1 Overview of statistical learning

1.1 How to learn from data?

A fundamental question is how to extract information from data in an optimal way, and to make predictions based on this information.

For this purpose, a number of competing theories of information have been developed. Statistics is the oldest science of information and is concerned with offering principled ways to learn from data and to extract and process information using probabilistic models. However, there are other theories of information (e.g. Vapnik-Chernov theory of learning, computational learning) that are more algorithmic than analytic and sometimes not even based on probability theory.

Furthermore, there are other disciplines, such computer science and machine learning that are closely linked with and also have substantial overlap with statistics. The field of “data science” today comprises of both statistics and machine learning and brings together mathematics, statistics and computer science. Also the growing field of so-called “artificial intelligence” makes substantial use of statistical and machine learning techniques.

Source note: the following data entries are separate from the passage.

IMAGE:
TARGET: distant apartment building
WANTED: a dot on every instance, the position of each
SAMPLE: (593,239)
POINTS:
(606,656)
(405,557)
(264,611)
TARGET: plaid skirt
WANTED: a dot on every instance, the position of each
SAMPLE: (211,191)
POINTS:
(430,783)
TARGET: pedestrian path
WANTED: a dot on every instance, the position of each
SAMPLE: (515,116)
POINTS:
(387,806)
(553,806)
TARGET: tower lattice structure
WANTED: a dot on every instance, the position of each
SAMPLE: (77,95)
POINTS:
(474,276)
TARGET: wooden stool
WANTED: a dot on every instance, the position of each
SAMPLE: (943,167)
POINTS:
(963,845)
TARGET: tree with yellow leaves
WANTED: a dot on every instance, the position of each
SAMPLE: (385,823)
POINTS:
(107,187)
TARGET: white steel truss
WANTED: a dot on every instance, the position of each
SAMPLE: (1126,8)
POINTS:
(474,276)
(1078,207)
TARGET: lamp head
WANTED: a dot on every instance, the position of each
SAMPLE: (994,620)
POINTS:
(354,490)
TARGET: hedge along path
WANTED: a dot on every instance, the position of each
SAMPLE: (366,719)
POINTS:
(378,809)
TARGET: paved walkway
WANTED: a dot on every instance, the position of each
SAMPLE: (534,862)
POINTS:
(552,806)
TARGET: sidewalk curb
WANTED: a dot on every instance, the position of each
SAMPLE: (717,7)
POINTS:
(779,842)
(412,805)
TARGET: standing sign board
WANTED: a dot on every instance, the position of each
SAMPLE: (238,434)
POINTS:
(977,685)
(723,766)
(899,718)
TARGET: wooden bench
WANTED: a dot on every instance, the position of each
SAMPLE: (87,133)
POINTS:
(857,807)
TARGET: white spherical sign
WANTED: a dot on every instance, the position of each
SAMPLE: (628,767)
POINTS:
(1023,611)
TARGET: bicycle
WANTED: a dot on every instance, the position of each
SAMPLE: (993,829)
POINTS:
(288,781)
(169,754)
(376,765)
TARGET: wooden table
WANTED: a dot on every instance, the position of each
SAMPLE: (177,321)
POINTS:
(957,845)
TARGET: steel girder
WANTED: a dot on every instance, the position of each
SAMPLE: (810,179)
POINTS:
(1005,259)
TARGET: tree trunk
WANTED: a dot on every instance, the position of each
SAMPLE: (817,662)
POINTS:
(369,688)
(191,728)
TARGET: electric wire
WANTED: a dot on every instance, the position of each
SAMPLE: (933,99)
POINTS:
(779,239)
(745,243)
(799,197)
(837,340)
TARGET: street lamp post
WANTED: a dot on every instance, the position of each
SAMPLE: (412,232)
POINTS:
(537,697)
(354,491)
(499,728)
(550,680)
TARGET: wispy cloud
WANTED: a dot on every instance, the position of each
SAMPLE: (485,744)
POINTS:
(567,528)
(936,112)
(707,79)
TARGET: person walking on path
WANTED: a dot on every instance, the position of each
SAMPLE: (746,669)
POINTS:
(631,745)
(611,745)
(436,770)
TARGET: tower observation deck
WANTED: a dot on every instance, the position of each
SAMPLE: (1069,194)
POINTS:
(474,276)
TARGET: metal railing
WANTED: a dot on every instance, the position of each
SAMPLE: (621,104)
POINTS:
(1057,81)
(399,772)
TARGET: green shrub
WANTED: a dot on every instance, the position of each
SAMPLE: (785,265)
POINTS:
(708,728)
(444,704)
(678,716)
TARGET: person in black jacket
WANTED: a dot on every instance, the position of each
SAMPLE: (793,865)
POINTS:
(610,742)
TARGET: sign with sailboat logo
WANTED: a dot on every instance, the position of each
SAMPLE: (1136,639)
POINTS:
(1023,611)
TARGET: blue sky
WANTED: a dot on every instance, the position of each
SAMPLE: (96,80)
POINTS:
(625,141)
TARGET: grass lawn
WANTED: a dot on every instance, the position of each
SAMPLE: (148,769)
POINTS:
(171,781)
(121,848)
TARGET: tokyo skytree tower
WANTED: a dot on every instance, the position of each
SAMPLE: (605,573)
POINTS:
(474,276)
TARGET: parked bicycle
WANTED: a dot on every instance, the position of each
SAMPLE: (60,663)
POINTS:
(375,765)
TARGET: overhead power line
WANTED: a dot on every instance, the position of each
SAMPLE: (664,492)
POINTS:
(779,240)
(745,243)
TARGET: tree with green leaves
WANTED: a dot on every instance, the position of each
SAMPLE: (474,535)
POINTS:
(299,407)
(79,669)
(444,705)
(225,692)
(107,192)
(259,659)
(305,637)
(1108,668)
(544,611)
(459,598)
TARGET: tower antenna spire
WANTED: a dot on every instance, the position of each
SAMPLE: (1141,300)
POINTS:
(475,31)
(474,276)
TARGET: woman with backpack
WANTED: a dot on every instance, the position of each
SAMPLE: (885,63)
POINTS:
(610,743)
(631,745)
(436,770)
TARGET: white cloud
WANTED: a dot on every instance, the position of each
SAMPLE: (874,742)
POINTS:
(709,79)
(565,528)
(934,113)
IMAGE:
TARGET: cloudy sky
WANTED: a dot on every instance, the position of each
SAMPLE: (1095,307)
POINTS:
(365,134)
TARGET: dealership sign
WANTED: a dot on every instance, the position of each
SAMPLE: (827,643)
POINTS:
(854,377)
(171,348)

The recent popular science book “The Master Algorithm” by Domingos (2015) provides an accessible informal overview over the various schools of science of information. It discusses the main algorithms used in machine learning and statistics:

Starting as early as 1763, the Bayesian school of learning was started which later turned out to be closely linked with likelihood inference established in 1922 by R.A. Fisher (1890–1962) and generalised in 1951 to entropy learning by Kullback and Leibler.
It was also in the 1950s that the concept of artificial neural network arises, essentially a nonlinear input-output map that works in a non-probabilistic way. This field saw another leap in the 1980s and further progressed from 2010 onwards with the development of deep dearning. It is now one of the most popular (and most effective) methods for analysing imaging data. Even your mobile phone most likely has a dedicated computer chip with special neural network hardware, for example.
Further advanced theories of information were developed in the 1960 under the term of computational learning, most notably the Vapnik-Chernov theory, with the most prominent example of the “support vector machine” (another non-probabilistic model).
With the advent of large-scale genomic and other high-dimensional data there has been a surge of new and exciting developments in the field of high-dimensional (large dimension) and also big data (large dimension and large sample size), both in statistics and in machine learning.

The connections between various fields of information is still not perfectly understood, but it is clear that an overarching theory will need to be based on probabilistic learning.

1.2 Probability theory versus statistical learning

When you study statistics (or any other information theory) you need to be aware that there is a fundamental difference between probability theory and statistics, and that relates to the distinction between “randomness” and “uncertainty”.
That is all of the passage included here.